The Barren Reform Imaginary
Throughout the conversations about the 'Aparajita' Bill — only the most recent example of how it is always politics which wins over principle in matters of criminal law — it was one aspect which stood out. A criminal process which is more punitive and more quick to deliver outcomes (soon faster than the transmission of thought) is all that the political class seems to view as 'reform'. In this regard, it is ironic that barely three months after the new codes promised exactly these two developments, a state government has brought in such a set of amendments as if to say "I see your reforms Mr. Union Government, and raise you tenfold".
Maybe it is not their fault. Look at the debates which we have around the legal system and it is clear that the reform imaginary is just completely barren. Today all that the "smart people in the room" (yes, economists and data scientists, I am looking at you) want to do is for the process to be faster to free up more time and give us more GDP growth by showing some chain-reaction of cause and effect. The more ethical set of reformists will also focus on this conversation, but for good measure decry deterrence as not being evidence based.
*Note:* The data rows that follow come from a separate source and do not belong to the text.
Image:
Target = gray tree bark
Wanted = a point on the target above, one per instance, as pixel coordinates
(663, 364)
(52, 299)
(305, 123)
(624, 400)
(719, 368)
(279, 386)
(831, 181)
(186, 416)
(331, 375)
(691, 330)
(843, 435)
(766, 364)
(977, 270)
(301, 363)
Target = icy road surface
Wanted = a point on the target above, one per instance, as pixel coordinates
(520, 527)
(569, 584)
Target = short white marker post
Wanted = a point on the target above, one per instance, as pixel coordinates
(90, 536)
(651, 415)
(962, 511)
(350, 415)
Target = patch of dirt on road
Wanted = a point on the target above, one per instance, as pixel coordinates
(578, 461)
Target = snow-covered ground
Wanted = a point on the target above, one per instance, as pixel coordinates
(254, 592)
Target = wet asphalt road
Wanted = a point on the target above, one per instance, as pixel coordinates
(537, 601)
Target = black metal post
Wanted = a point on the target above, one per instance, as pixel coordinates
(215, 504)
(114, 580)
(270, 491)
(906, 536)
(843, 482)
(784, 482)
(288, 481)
There is far too little radical thinking about the process and its contents. Where is the paper that dares to re-imagine what the criminal process may be like, or what a new set of crimes may look like for contemporary India? Gathering cobwebs in the physical and digital spaces. The more I look at the literature generated in the last two decades on issues of the criminal process, the more I am left to wonder whether any outcome other than the codes with their minimal changes to status quo could have been realised even by the most agreeable of dispensations.
Time to Write!
We are all witnessing an unprecedented time where an entire system of legal professionals appears to be trying its best to somehow make sense of the relatively few changes that the new codes have brought upon us. Until such time that High Courts issue practice directions to help, which I would argue is the most sensible way to resolve many issues, let us try to write about the problems we are facing and solutions that courts are working out!
For instance, how are the provisions on service by way of electronic means being treated by the courts? Or, what about the provisions requiring the accused be heard before taking cognizance in cases instituted upon private complaints? And, of course, what about Section 531? By sharing insights across state boundaries, all of us can do our measly bit to improve the lot of litigants who are the ones ultimately suffering the vagaries in interpretive choices that courts will make.